In the past decade, millions of people have used the Web to communicate and conduct business with their customers. This includes web applications that store and collect information. This includes customer information submitted through content management systems or online shopping carts. inquiry forms, or login fields.
Since these applications are online-based and frequently accessible from anywhere in the world, they are vulnerable to attacks on security that exploit weaknesses in the application or its infrastructure. For example, SQL injection attacks (which exploit weaknesses in the database) could result in compromised databases that contain sensitive data. Attackers can leverage the foothold they gain through compromising your Web application to locate other systems that are more vulnerable within your network.

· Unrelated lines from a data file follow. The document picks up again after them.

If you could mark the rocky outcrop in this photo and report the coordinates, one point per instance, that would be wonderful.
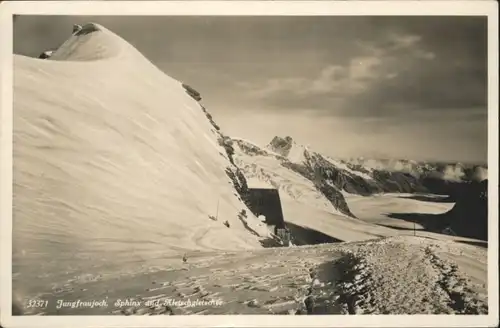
(46, 54)
(281, 146)
(192, 92)
(469, 216)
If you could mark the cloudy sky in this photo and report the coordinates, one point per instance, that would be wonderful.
(404, 87)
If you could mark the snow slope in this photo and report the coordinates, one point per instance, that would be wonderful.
(116, 172)
(113, 164)
(398, 275)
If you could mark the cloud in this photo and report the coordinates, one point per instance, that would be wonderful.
(376, 62)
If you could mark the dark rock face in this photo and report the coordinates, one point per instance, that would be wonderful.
(266, 202)
(76, 28)
(192, 92)
(46, 54)
(281, 146)
(469, 216)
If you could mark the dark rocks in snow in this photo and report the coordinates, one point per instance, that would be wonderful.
(192, 92)
(46, 54)
(469, 216)
(281, 146)
(76, 28)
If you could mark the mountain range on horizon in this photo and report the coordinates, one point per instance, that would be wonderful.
(123, 178)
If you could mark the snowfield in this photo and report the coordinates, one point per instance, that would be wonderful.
(118, 173)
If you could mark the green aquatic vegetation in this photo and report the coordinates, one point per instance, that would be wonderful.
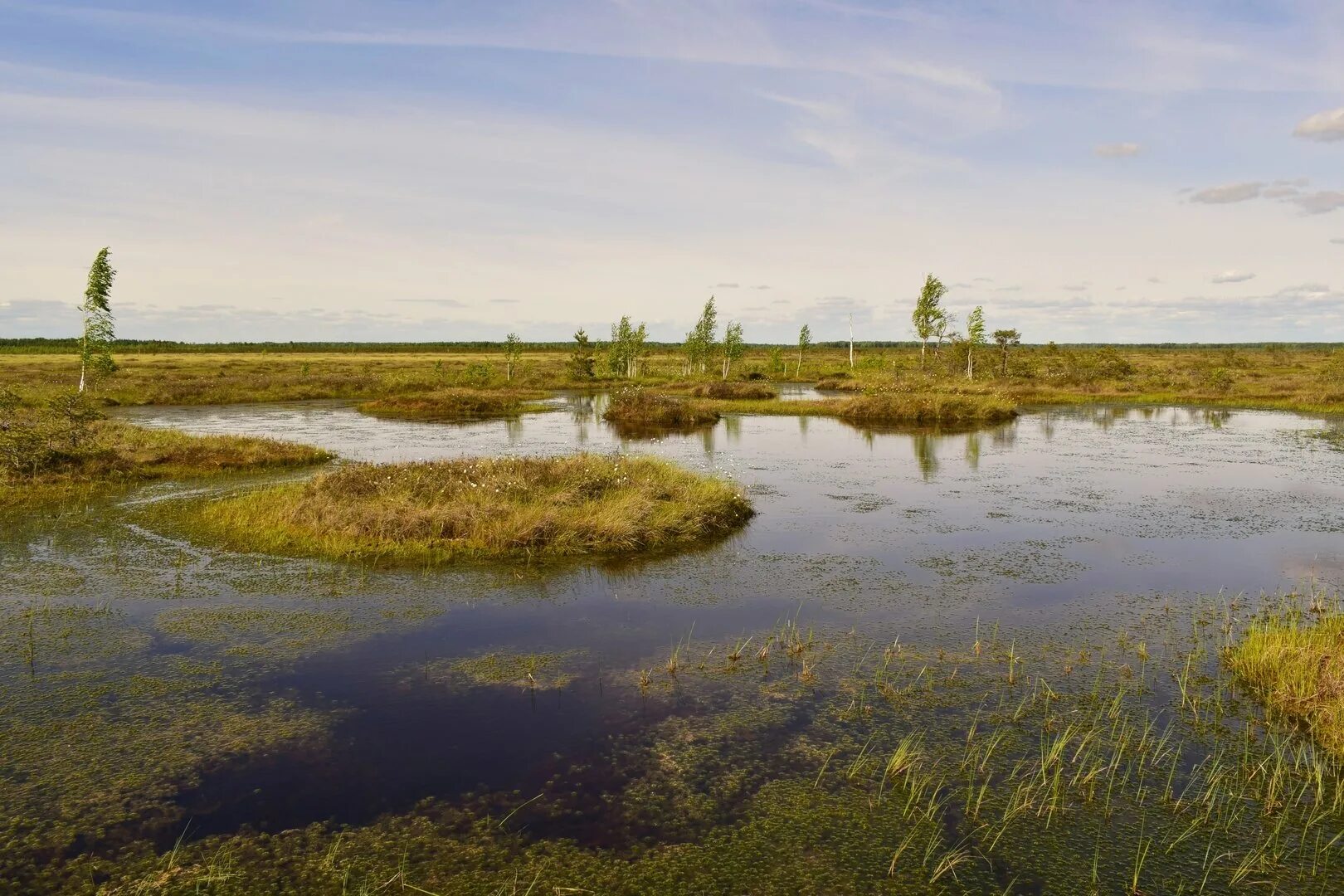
(1292, 659)
(636, 409)
(93, 754)
(45, 635)
(734, 390)
(258, 631)
(481, 509)
(52, 457)
(530, 670)
(455, 405)
(1032, 561)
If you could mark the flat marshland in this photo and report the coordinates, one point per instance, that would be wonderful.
(1064, 645)
(1308, 377)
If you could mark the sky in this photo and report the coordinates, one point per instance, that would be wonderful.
(405, 169)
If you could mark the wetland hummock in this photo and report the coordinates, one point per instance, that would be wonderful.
(485, 508)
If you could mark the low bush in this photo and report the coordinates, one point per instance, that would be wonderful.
(635, 406)
(452, 405)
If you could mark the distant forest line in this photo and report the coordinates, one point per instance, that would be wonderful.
(39, 345)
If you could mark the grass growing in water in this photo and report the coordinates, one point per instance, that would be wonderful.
(1296, 668)
(481, 509)
(636, 407)
(926, 407)
(449, 405)
(734, 391)
(66, 449)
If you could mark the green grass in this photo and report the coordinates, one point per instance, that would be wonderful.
(483, 509)
(112, 455)
(925, 409)
(734, 390)
(636, 407)
(453, 405)
(884, 409)
(1300, 377)
(1296, 668)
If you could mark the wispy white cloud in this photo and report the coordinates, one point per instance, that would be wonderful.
(1324, 127)
(1229, 193)
(1118, 151)
(1319, 203)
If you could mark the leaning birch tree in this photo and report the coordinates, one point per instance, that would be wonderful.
(95, 343)
(929, 316)
(733, 347)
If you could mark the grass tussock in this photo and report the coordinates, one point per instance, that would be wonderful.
(1296, 668)
(485, 509)
(639, 407)
(728, 390)
(450, 405)
(925, 409)
(889, 409)
(840, 384)
(66, 449)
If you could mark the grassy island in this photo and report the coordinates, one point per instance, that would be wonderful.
(66, 450)
(884, 409)
(734, 391)
(453, 405)
(1296, 670)
(483, 509)
(637, 407)
(925, 409)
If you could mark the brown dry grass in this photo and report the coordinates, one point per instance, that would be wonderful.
(483, 508)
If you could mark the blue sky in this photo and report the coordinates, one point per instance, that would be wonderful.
(413, 169)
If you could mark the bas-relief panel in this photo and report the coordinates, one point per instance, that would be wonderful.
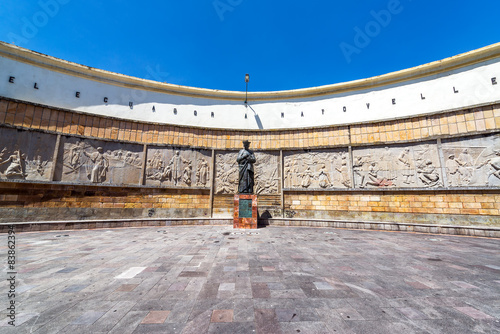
(26, 155)
(317, 170)
(178, 168)
(99, 162)
(411, 166)
(473, 162)
(267, 177)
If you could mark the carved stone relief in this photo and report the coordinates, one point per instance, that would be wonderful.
(26, 155)
(267, 177)
(98, 162)
(473, 162)
(178, 168)
(397, 166)
(226, 181)
(317, 170)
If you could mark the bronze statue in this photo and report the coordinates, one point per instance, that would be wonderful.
(245, 160)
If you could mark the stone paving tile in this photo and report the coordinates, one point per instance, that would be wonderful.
(155, 317)
(281, 280)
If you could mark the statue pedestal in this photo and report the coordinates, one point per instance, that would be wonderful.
(245, 211)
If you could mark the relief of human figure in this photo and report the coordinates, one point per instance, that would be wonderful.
(176, 167)
(287, 172)
(186, 174)
(344, 173)
(428, 174)
(324, 178)
(3, 153)
(202, 172)
(466, 167)
(357, 167)
(307, 177)
(157, 158)
(98, 172)
(494, 164)
(17, 165)
(373, 171)
(452, 167)
(407, 170)
(294, 179)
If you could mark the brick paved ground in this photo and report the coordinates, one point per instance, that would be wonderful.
(272, 280)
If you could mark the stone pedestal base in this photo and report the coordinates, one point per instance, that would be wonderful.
(245, 211)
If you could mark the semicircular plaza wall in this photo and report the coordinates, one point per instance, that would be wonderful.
(419, 146)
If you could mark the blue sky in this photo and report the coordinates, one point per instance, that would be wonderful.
(281, 44)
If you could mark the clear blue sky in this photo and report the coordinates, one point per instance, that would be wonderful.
(282, 44)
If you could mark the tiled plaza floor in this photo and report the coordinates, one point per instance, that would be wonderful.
(271, 280)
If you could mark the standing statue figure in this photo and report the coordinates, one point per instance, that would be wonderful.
(245, 160)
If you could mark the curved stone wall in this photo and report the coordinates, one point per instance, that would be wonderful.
(464, 81)
(434, 167)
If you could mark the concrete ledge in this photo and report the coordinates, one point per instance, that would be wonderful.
(476, 231)
(111, 223)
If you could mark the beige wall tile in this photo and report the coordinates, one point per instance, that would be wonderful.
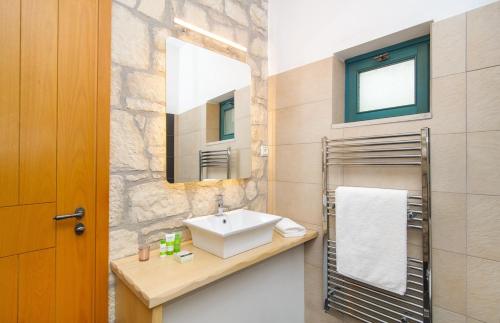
(448, 163)
(305, 84)
(303, 124)
(338, 90)
(313, 283)
(299, 201)
(483, 226)
(386, 128)
(483, 289)
(440, 315)
(483, 154)
(299, 163)
(483, 99)
(449, 221)
(383, 177)
(448, 104)
(483, 28)
(449, 280)
(448, 46)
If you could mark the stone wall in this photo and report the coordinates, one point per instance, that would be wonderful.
(143, 205)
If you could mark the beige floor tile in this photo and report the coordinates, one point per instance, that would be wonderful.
(299, 163)
(305, 84)
(313, 250)
(440, 315)
(483, 171)
(303, 124)
(483, 99)
(448, 46)
(449, 221)
(448, 104)
(448, 163)
(483, 28)
(449, 281)
(313, 282)
(299, 201)
(483, 289)
(483, 226)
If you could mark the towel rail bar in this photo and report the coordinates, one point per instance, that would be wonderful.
(357, 299)
(215, 159)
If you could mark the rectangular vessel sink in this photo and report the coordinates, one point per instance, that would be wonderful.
(232, 233)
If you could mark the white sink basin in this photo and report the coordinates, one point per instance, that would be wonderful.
(232, 233)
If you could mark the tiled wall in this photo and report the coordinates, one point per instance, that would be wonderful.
(465, 164)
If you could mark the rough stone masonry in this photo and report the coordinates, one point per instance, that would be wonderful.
(143, 205)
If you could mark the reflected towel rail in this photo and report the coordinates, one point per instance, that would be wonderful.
(215, 159)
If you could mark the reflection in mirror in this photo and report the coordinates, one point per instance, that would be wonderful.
(208, 114)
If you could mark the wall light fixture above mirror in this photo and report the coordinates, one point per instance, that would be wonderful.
(208, 114)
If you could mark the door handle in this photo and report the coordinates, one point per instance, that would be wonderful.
(79, 213)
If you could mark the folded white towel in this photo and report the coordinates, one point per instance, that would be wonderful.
(371, 236)
(289, 228)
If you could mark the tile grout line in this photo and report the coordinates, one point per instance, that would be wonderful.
(466, 175)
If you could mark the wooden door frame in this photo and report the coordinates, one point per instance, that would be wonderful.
(102, 162)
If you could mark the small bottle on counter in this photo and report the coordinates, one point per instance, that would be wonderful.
(163, 248)
(177, 241)
(170, 238)
(144, 252)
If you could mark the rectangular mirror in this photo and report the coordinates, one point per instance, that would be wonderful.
(208, 114)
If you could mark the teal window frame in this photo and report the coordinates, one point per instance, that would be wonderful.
(417, 49)
(225, 106)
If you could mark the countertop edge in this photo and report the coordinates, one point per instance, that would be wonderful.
(152, 301)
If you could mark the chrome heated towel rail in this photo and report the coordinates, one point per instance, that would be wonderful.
(362, 301)
(215, 158)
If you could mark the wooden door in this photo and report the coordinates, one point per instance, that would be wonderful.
(54, 125)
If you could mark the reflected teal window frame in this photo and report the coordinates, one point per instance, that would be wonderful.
(417, 49)
(225, 106)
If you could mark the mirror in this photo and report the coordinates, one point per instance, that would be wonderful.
(208, 114)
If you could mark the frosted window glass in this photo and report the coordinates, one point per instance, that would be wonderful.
(387, 87)
(229, 122)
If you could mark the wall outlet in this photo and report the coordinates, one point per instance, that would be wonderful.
(264, 150)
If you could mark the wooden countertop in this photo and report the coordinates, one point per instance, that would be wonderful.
(160, 280)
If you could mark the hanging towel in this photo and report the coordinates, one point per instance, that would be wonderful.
(371, 236)
(288, 228)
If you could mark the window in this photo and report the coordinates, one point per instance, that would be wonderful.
(389, 82)
(227, 119)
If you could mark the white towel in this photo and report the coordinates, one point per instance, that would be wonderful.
(288, 228)
(371, 236)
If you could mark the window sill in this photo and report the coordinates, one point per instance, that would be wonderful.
(212, 143)
(412, 117)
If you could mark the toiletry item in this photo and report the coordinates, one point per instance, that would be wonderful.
(177, 241)
(184, 256)
(163, 248)
(144, 252)
(170, 238)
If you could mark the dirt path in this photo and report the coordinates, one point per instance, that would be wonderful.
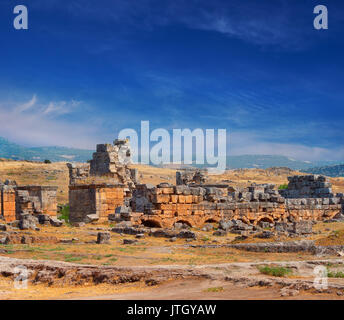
(199, 289)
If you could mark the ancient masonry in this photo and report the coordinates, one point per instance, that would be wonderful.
(191, 201)
(16, 201)
(96, 189)
(165, 205)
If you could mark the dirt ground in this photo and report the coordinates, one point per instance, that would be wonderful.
(210, 272)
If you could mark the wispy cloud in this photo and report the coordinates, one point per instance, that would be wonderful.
(37, 123)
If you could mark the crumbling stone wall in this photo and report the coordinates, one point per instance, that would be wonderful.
(36, 200)
(109, 164)
(165, 205)
(95, 200)
(310, 186)
(7, 203)
(190, 176)
(78, 172)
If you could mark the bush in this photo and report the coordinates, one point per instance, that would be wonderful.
(275, 271)
(64, 213)
(333, 274)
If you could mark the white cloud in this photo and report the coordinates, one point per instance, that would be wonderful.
(246, 143)
(38, 124)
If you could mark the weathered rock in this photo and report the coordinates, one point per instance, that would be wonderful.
(129, 241)
(163, 233)
(55, 222)
(186, 234)
(226, 224)
(208, 227)
(220, 233)
(43, 219)
(129, 230)
(27, 222)
(265, 235)
(78, 224)
(103, 237)
(91, 218)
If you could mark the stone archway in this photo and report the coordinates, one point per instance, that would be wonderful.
(188, 223)
(265, 219)
(151, 223)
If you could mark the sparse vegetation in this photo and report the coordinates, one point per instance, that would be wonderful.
(335, 274)
(214, 289)
(275, 271)
(64, 213)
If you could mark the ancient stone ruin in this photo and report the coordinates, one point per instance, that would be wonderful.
(17, 201)
(191, 202)
(191, 176)
(97, 188)
(110, 164)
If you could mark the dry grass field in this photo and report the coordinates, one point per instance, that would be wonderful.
(56, 174)
(208, 251)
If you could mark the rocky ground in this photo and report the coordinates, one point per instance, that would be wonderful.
(110, 261)
(68, 262)
(56, 174)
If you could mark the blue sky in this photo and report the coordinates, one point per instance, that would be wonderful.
(86, 69)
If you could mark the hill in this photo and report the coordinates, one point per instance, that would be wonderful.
(331, 171)
(14, 151)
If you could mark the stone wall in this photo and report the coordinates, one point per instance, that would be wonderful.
(94, 200)
(7, 203)
(310, 186)
(36, 200)
(190, 176)
(165, 205)
(78, 172)
(109, 164)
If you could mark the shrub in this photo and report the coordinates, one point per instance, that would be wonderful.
(64, 213)
(275, 271)
(215, 289)
(335, 274)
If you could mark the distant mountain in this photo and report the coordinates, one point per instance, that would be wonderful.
(330, 171)
(14, 151)
(266, 161)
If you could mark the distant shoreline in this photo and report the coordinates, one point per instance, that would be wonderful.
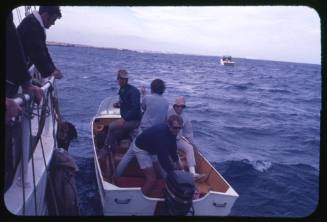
(62, 44)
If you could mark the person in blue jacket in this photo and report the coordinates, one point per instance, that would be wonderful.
(130, 110)
(157, 144)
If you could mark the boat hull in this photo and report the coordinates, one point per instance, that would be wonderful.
(216, 196)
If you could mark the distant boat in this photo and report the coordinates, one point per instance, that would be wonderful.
(226, 61)
(122, 195)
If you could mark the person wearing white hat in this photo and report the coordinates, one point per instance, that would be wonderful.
(185, 137)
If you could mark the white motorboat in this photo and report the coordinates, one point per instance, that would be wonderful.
(122, 196)
(227, 61)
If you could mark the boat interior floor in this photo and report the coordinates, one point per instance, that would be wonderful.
(134, 177)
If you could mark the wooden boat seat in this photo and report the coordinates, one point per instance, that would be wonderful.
(139, 182)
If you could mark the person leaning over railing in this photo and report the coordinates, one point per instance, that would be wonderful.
(33, 35)
(16, 76)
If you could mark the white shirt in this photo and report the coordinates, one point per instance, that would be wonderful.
(38, 18)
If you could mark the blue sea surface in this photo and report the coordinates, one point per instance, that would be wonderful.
(258, 122)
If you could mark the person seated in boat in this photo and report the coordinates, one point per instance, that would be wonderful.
(157, 144)
(185, 136)
(129, 104)
(155, 107)
(33, 36)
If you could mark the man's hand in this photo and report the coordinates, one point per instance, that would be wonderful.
(35, 90)
(116, 105)
(120, 122)
(12, 109)
(57, 74)
(143, 91)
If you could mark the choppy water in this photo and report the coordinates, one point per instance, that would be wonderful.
(257, 122)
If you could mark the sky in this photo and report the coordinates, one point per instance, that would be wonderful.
(278, 33)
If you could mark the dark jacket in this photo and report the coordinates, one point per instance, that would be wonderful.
(129, 99)
(34, 43)
(158, 140)
(16, 68)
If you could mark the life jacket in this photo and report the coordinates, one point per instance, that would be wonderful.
(62, 196)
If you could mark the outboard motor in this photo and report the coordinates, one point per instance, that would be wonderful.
(178, 193)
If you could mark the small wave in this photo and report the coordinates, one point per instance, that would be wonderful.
(261, 165)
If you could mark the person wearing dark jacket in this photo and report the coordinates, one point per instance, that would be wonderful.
(16, 76)
(130, 110)
(33, 36)
(157, 144)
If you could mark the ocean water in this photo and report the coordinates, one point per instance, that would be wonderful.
(258, 122)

Other commonly used Web attack types include Cross Site Scripting attacks (XSS) that exploit vulnerabilities in the web server to inject malicious code into web pages, and which then executes as an infected code in the victim’s browser. This allows attackers obtain confidential information or to redirect users to websites that are phishing. XSS attacks are most common on message boards, blogs and web forums.
Distributed denial of service attacks (DDoS) involve hackers joining together to bombard a site with more requests than it can field. This can cause the web site to slow down or even stop functioning altogether in a way that hinders the ability of the site to process requests, rendering it unusable for all users. This is why DDoS attacks can be particularly damaging for small businesses that depend on their websites to run like local bakeries or restaurants.